CPU ist ein Athlon Mobiel 950Mhz also kein wirklicher hitzkopf ^^


----------



## King-of-Pain (17. Dezember 2005)

*AW: Wärmeleitpaste frage*



			
				King-of-Pain am 17.12.2005 17:36 schrieb:
			
		

> Ich habe für meinen Server einen neuen Kühler (ok fast neu )
> dummerweise habe ich kein WLP da
> ABER ich habe noch ca 5Gramm Wärmeleitpaste die *räusper* an der Arbeit nicht mehr benötigt werden.
> 
> ...



keiner ne idee?

ich glaube ich werde es gleich mal mit der paste ausprobieren

irgendjemand einwende?


----------



## butt3rkeks (17. Dezember 2005)

*AW: Wärmeleitpaste frage*



			
				King-of-Pain am 17.12.2005 18:50 schrieb:
			
		

> King-of-Pain am 17.12.2005 17:36 schrieb:
> 
> 
> 
> ...



Nö einwände keine aber poste nen Pic vom Ergebnis


----------



## King-of-Pain (17. Dezember 2005)

*AW: Wärmeleitpaste frage*



			
				butt3rkeks am 17.12.2005 18:53 schrieb:
			
		

> King-of-Pain am 17.12.2005 18:50 schrieb:
> 
> 
> 
> ...



ich haue nicht die gesammte 5 gramm rauf wenn du das meinst


----------



## bierchen (17. Dezember 2005)

*AW: Wärmeleitpaste frage*



			
				King-of-Pain am 17.12.2005 18:50 schrieb:
			
		

> irgendjemand einwende?


Mein Einwand ist, dass man "Einwände" mit "ä" schreibt.    

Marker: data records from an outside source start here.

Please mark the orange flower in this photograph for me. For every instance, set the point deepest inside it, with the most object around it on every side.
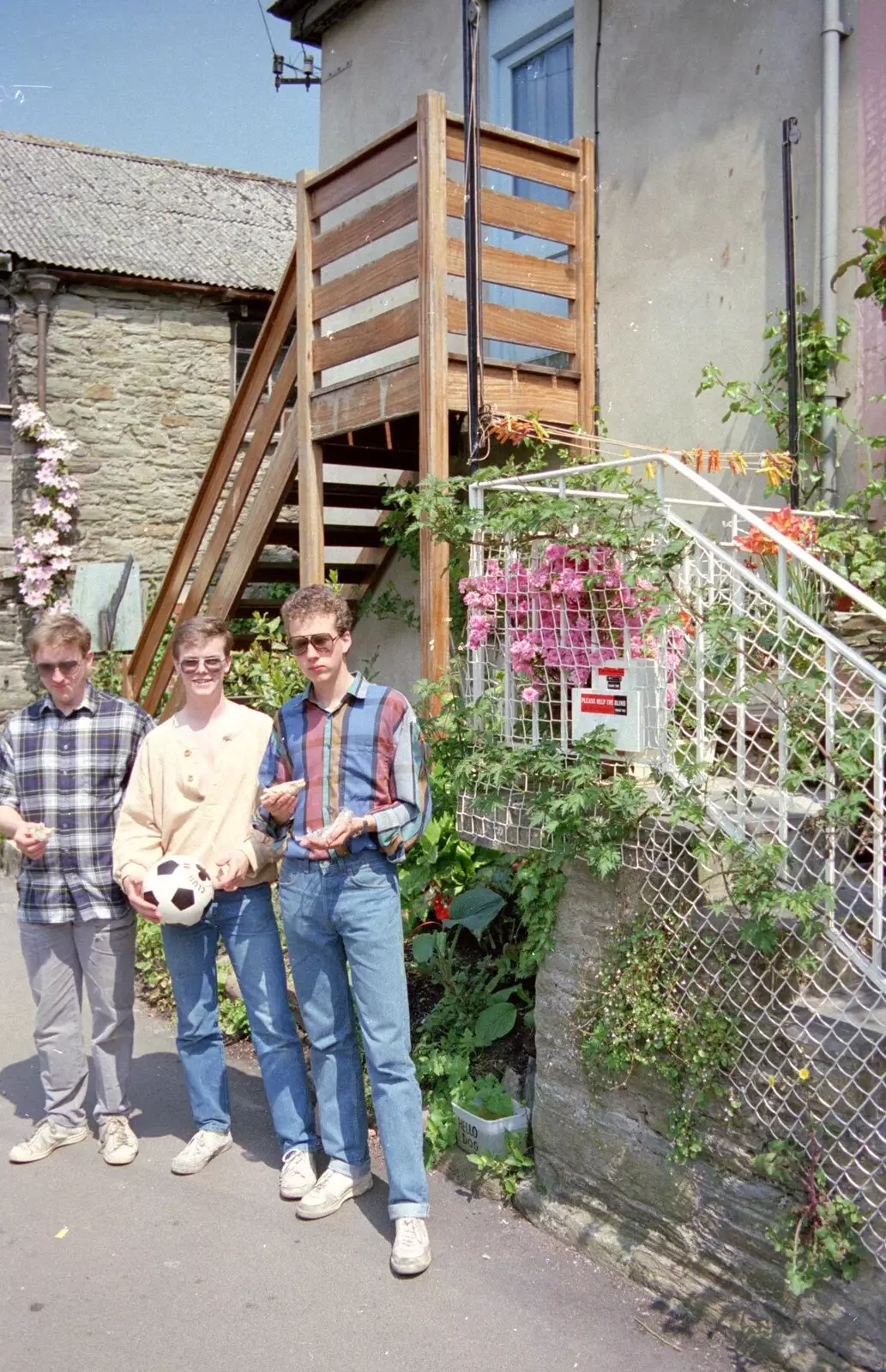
(800, 528)
(776, 466)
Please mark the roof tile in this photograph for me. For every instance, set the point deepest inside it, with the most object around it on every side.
(64, 205)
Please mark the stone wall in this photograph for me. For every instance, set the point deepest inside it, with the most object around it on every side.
(691, 1232)
(142, 379)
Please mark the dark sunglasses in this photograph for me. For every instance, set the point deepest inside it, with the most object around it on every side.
(321, 642)
(210, 665)
(68, 669)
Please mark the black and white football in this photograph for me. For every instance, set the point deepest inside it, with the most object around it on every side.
(180, 888)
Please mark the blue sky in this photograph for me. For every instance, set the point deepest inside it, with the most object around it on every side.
(173, 79)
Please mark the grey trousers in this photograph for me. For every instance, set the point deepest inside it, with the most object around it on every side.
(59, 960)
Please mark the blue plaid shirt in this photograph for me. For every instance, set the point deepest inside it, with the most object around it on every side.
(69, 773)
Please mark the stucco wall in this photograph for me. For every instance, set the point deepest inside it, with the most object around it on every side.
(691, 99)
(377, 62)
(142, 381)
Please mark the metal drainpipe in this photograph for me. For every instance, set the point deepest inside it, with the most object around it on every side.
(833, 31)
(41, 286)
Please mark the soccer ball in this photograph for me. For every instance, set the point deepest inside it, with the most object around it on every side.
(180, 888)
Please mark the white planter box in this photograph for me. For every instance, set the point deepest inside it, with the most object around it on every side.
(476, 1135)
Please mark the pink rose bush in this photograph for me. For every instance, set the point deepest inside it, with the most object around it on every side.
(572, 612)
(43, 557)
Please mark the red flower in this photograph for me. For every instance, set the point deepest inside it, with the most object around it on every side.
(441, 906)
(789, 523)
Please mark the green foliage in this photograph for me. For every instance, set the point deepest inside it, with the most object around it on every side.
(441, 862)
(852, 546)
(817, 1230)
(155, 983)
(636, 1015)
(769, 910)
(391, 604)
(265, 674)
(509, 1170)
(485, 1098)
(871, 262)
(476, 909)
(817, 354)
(496, 1021)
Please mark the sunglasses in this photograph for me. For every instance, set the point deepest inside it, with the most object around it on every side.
(48, 670)
(321, 642)
(192, 665)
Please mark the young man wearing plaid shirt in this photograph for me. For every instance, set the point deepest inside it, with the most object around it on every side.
(64, 763)
(359, 751)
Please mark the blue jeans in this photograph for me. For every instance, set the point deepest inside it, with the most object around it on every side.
(244, 919)
(339, 914)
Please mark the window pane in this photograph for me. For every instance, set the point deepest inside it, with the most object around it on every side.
(542, 106)
(542, 93)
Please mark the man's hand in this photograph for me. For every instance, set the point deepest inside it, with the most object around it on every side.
(279, 807)
(132, 889)
(27, 843)
(231, 871)
(341, 829)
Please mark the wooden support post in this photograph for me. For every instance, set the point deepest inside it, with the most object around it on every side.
(583, 256)
(214, 479)
(432, 372)
(311, 552)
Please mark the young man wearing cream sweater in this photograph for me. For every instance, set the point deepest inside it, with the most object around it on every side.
(192, 792)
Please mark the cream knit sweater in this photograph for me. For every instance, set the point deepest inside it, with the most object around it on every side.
(172, 809)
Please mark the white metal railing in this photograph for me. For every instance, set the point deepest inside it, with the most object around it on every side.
(746, 699)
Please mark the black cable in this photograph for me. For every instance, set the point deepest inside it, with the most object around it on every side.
(261, 10)
(600, 39)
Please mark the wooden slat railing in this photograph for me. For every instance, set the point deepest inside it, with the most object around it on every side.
(272, 336)
(336, 223)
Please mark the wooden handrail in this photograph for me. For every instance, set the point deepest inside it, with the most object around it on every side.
(329, 230)
(270, 340)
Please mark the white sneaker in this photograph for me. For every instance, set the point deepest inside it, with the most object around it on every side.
(117, 1142)
(331, 1193)
(205, 1146)
(45, 1139)
(298, 1175)
(412, 1248)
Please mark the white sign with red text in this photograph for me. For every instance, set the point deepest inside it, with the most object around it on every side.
(620, 696)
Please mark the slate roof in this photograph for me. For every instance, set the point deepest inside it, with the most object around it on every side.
(311, 18)
(64, 205)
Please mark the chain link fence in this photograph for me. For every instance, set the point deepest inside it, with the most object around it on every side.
(755, 729)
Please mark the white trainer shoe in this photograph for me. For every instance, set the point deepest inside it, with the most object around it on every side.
(205, 1146)
(412, 1248)
(117, 1142)
(298, 1175)
(45, 1139)
(331, 1193)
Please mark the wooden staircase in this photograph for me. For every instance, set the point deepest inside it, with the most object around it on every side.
(372, 386)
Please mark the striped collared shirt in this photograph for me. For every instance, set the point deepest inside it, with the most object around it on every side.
(69, 773)
(366, 756)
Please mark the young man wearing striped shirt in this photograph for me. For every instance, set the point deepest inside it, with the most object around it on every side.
(359, 749)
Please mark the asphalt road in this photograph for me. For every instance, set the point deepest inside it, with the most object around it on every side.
(132, 1269)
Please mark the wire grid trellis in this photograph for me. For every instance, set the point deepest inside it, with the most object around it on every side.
(748, 704)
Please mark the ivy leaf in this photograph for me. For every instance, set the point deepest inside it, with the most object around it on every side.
(423, 948)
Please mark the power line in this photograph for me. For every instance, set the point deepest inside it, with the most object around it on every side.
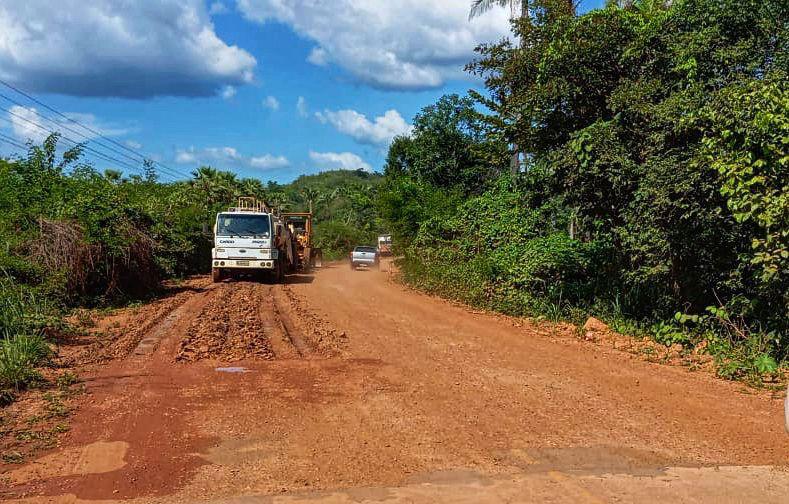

Ansonsten, kann ich Dir hier nicht weiterhelfen. Solltest DIch vielleicht noch schlau machen, ob die Paste stromleitend ist. Wenn, dann ist das schlecht.

Ach, probiers aus und sag uns Bescheid.


----------



## butt3rkeks (17. Dezember 2005)

*AW: Wärmeleitpaste frage*



			
				King-of-Pain am 17.12.2005 18:56 schrieb:
			
		

> butt3rkeks am 17.12.2005 18:53 schrieb:
> 
> 
> 
> ...



Man erinnere sich an meine DAU-TAbelle


----------



## King-of-Pain (17. Dezember 2005)

*AW: Wärmeleitpaste frage*



			
				bierchen am 17.12.2005 18:57 schrieb:
			
		

> King-of-Pain am 17.12.2005 18:50 schrieb:
> 
> 
> 
> ...



das problem ist das ich keine ahnung habe wo ich das rausfinden kann

und wenn die Paste leitet und die CPU schrott ist habe ich ein problem da die Fest mit den Mainbord Verlötet ist

ich weis noch das die Paste bei einer Buderus Heitzung über war aber mehr auch nicht


----------



## King-of-Pain (17. Dezember 2005)

*AW: Wärmeleitpaste frage*



			
				King-of-Pain am 17.12.2005 19:00 schrieb:
			
		

> bierchen am 17.12.2005 18:57 schrieb:
> 
> 
> 
> ...



so gestartet ist er

Everest zeigte erst 43° an jetzt 14° steigend

vorher lief er auf ca 30°

bilder und genaue temps gibs in ner halben stunde ^^


----------



## King-of-Pain (17. Dezember 2005)

*AW: Wärmeleitpaste frage*



			
				King-of-Pain am 17.12.2005 19:27 schrieb:
			
		

> King-of-Pain am 17.12.2005 19:00 schrieb:
> 
> 
> 
> ...



hmm 40° 
kann es sein das die WLP so schlecht ist?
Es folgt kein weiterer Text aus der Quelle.